Rather than plough its oil price windfall back into high-risk projects that would take many years to pay off, Exxon is promising to send much of the cash bonanza back to shareholders in the form of dividends and a $30bn share repurchase plan.

Darren Woods, Exxon’s chief executive, had long been sceptical of emissions targets from oil companies, once dismissing them as a “beauty match”. But in January, the group set a goal of cutting greenhouse gas emissions at its oil and gas operations to net zero by 2050. It has also established a new low-carbon business and welcomed outsiders into top management roles.

“The Exxon of the past is dead. What will rise from the ashes is still not yet clear, but there are some encouraging signs that there is real cultural change happening at the company,” said Andrew Logan, senior director at Ceres, a coalition of investors and environmental groups.

Woods has not walked away from fossil fuels. The current global oil supply crunch and sharp rise in prices was reminding people of the need for “affordable, reliable energy”, he said in a recent interview.

“We don’t have a viable, practical set of alternatives. And so until we do, there’s going to be continued need for oil and gas,” he added.

Woods said he is positioning the company to be able to spend more on its budding low-carbon business if the pace of the energy transition accelerates and governments provide more incentives such as a carbon price or tax breaks.

“If the transition happens faster, more policy comes in sooner, we can divert resources into those projects that leverage those policies,” Woods said, naming various technologies that could reduce net emissions but are not commercially viable, such as carbon capture and storage.

Engine No. 1’s trade has been profitable. The fund disclosed it had bought a nearly $40mn stake in Exxon when it was trading at about $40 a share in late 2020. The share price has risen to more than $90, and regulatory filings show Engine No. 1 sold roughly half its holdings in the first quarter.

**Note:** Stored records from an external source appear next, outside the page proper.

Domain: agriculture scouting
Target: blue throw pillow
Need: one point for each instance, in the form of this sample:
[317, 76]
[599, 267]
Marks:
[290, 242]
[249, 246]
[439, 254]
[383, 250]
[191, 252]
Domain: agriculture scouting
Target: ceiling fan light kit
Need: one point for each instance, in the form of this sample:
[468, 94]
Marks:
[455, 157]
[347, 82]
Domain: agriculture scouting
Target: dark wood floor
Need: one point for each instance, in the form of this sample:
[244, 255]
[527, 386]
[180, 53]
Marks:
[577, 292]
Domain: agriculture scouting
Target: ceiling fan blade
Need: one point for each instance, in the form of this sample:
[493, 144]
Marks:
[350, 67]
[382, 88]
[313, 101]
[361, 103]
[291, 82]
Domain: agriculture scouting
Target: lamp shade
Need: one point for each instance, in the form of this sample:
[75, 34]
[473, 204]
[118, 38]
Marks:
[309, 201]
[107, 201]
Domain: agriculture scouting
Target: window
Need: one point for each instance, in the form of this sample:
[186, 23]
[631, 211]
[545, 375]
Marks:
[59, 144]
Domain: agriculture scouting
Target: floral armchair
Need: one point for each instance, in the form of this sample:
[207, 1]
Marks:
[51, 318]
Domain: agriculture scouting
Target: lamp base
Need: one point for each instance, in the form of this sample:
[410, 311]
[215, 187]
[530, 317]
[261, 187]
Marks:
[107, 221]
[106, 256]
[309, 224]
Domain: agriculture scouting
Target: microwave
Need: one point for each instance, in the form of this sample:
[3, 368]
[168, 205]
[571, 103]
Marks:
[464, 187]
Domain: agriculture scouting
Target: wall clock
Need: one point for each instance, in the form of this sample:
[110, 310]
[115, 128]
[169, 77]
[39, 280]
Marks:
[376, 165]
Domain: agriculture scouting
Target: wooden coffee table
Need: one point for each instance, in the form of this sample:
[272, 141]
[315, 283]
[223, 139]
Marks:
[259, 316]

Its involvement in Exxon has also triggered political attacks.

Mike Pence, US vice-president during the Trump administration, singled out Engine No. 1 in a speech in Houston this month, calling it an “insurgent shareholder” that had “forced Exxon to put three environmentalists on its corporate board. Those individuals now work to undermine the company from the inside.”

Engine No. 1’s nominees are not known as green activists: one, Gregory Goff, was a senior executive at oil refining companies. Woods told the FT the board was working well together and the board members were “without exception focused on making the company more successful”.

Some worry that the economically damaging surge in energy prices this year risks derailing the energy transition as governments push for accelerated oil and gas production, which could in turn ease investor pressure on companies such as Exxon.

The asset manager BlackRock, a critical supporter of the Engine No. 1 campaign, said this month that it would vote for fewer shareholder climate initiatives this year, in part because the energy crisis meant companies that “effectively” supply fossil fuels will “produce attractive returns for our clients”.

There is a risk that “[oil companies] can now look around more securely and say ‘Look, we told you the world’s never going to change,’” said Charlie Penner, who spearheaded Engine No. 1’s campaign against Exxon before leaving the hedge fund last year.

Aeisha Mastagni, a portfolio manager at the California State Teachers’ Retirement System, one of the US’ largest pension funds and a vocal supporter of the campaign, said she did not think big investors would let companies such as Exxon “slide back”.

She said: “2021 was a watershed year . . . shareholders now feel very empowered to hold these companies accountable.”